Of course, Guanxi can feed existing inequalities. Because it builds with time, and so depends on the family you come from, and the school you’ve been to. Interestingly, I found Chinese people particularly faithful to their high-school pengyous, who stand somewhere in between the family member and the chosen friend, as people we didn’t really choose, and people we’ve known forever.

But there is a democratic element in Guanxi. Sure, some Guanxis are more powerful than others. But the world has many levels, and multiple hierarchies. Here is a story: one of my Chinese friends suddenly fell sick, and needed to go to hospital. Beds are hard to get, especially when you’re not in critical condition. He got a space in a double room rightaway, through his parents’ Guanxi. I mocked him – ‘your parents have a doctor friend, a lawyer friend, they know all the right pepole.’ He corrected me, ‘actually, one of my parents’ very good friends drives the car of this hospital’s director – and it’s much better Guanxi than knowing a doctor here’. So Guanxi-power does not align immediately with social status. A cook, a driver, a cleaning lady, may be more powerful than a company director in a given situation, because they have direct connection to the key person in that context. Because life is complex, and you need all sorts of people for all sorts of situations. Therefore, you should nurture all of your relations, not only the powerful ones. That is the very democratic wisdom of Guanxi.

Guanxi’s about a world with many layers and hierarchies, a complex world – not unlike the one we live in. Guanxi might even be the principal counter-power in China. But Guanxi’s also about what we may wish to call ‘right wing virtues’: being true to your family, respecting people you know you can trust, and relationships that have been cemented with time.

In the end, I think I don’t mind Guanxi.

Centrality

19 Oct

Beijing and Tianjin are very different cities, in their ethos, functions, and shape. Beijing is clearly centralised around the forbidden city, the empty centre of political power, now ultimate cultural symbol of China’s old and magnificent tradition.

A map of Beijing shows a series of embedded squares, surrounded by concentric ring roads – up to number 6 now – the first one circling the Forbidden city.

Superficially, Tianjin’s map is also made of concentric circles. But the symbolic centre is harder to pinpoint. Is it that bump North of the river, where the Italian concession is? That other bump to the Eastm on the South bank, where financial institutions line up Jiefang Bei Lu? Or is it where commercial Binjiang Jie crosses commercial Jin Jie?

Historically, the centre should be at the old Chinese city, in the North Western corner of the central rectangle.
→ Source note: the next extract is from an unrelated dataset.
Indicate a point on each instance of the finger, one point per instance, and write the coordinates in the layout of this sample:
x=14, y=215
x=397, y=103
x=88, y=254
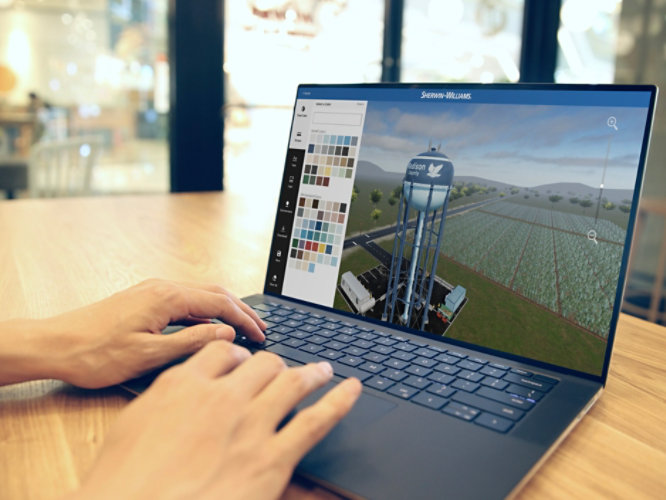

According to Aaron, who is a Tianjin native and real estate analyst, the centre is at the opposite end of that rectangle, at the XiaoBaiLou crossroads, at the border of the former French, British and German concessions, marked by the European dome of the Music Hall.

But not everyone agrees to that location, again. My house on Jiefang Bei Lu was only ten minutes north of XiaoBaiLou. Yet one of my colleagues disagreed when I said I lived ‘in the centre’. Although she couldn’t identify it clearly, for her, the city centre was more to the south, somewhere between the BaLiTai University district, TV tower, and Olympic city.

Who’s right? It doesn’t really matter, because a new centre is in construction, still further to the South. In the new district of BinHai, 40 km down on the river mouth an entirely new city is developing, which is planned to rival PuDong in Shanghai, and become China’s main financial centre.

A fast train will connect Beijing to the new BinHai district in 45 minutes, via Tianjin, creating a polycentric North Chinese megalopolis – at least, according to plans.

What will be the centre of the new Binhai district? An empty square, like Beijing, to enclose political and symbolic power? A crossroads, like Tianjin, where goods and people can be shifted around? Or something different still – some giant information hub? a field of public touch screens? – or just a grid of office buildings, radical acentrality, taking on the new shape of power in the age of constant networking.